Index files are cached in ~/.midigpt/ (override with the MIDIGPT_CACHE environment variable).


Step 2 — Launch training

Command line:

python -m midigpt.training.trainer \
    --config      models/train_config.json \
    --train-data  /data/train/*.parquet \
    --eval-data   /data/valid/*.parquet \
    --output-dir  checkpoints/run_001

Python API:

from midigpt.training.trainer import TrainConfig, train

config = TrainConfig.from_file("models/train_config.json")
config.output_dir = "checkpoints/run_001"

train(
    config,
    train_path="/data/train/00000.parquet",
    eval_path="/data/valid/00000.parquet",
)

train() uses PyTorch Lightning internally. At the end of training it writes a packed .pt bundle (model_final.pt) containing the weights, architecture config, and encoder config.
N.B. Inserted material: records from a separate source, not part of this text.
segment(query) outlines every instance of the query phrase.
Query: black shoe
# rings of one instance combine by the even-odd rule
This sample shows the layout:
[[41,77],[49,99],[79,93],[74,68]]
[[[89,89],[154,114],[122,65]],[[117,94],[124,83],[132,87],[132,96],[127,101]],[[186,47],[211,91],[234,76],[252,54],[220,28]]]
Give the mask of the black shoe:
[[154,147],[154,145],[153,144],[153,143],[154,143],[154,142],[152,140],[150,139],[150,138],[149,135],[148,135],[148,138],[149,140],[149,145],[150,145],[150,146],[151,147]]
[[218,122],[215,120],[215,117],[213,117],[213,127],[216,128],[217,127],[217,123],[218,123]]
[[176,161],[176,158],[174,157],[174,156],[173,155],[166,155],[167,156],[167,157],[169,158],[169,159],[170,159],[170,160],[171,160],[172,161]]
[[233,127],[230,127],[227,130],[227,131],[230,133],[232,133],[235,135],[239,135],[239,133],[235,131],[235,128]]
Intermediate checkpoints are saved every save_steps steps.


TrainConfig reference

Architecture

Field Default Description
encoder_config_path "" Path to an encoder .json or a packed .pt bundle
n_embd 512 Embedding dimension
n_layer 6 Number of transformer layers
n_head 8 Number of attention heads
n_positions 2048 Maximum sequence length (positional embeddings)

Data

Field Default Description
max_seq_len 2048 Token sequence cap — truncated to this length
num_bars_choices [4, 8] Window sizes sampled during training
min_tracks 1 Minimum tracks per sample
max_tracks 4 Maximum tracks per sample
min_fill_ratio 0.75 Minimum note density required to accept a window

Training objective

Field Default Description
infill_probability 0.75 Fraction of samples trained with FillIn tokens
infill_bar_fraction 0.5 Max per-cell infill density (drawn from Uniform(0, this))
mask_apply_probability 0.5 Fraction of samples with MASK_BAR applied
mask_mode 2 MaskMode: 0 = RANDOM, 1 = STRUCTURED, 2 = MIXED

Optimisation

Field Default Description
learning_rate 1e-4 Peak learning rate
batch_size 16 Per-GPU batch size
max_steps 100000 Total training steps
warmup_steps 1000 Linear LR warmup steps
precision "fp16" "fp16", "bf16", or "fp32"

Infrastructure

Field Default Description
num_workers 0 Must be 0 — the C++ MIDI parser is not fork-safe
save_steps 5000 Save a checkpoint every N steps
eval_steps 1000 Run validation every N steps
logger "none" "tensorboard", "wandb", or "none"
output_dir "checkpoints" Where to write checkpoints and the final bundle

Checkpoint format

Packed .pt bundles written by training embed everything needed to run inference:

{
    "format_version": 1,
    "arch":           "gpt2",
    "config":         { "vocab_size": ..., "n_positions": 2048, ... },
    "encoder_config": { ... },   # full encoder JSON
    "state_dict":     { ... },   # HuggingFace GPT-2 key layout
}

Load with:

from midigpt.inference import InferenceEngine
engine = InferenceEngine.from_checkpoint("checkpoints/run_001/model_final.pt")

load_checkpoint(path) also accepts a legacy directory containing config.json + model.pt.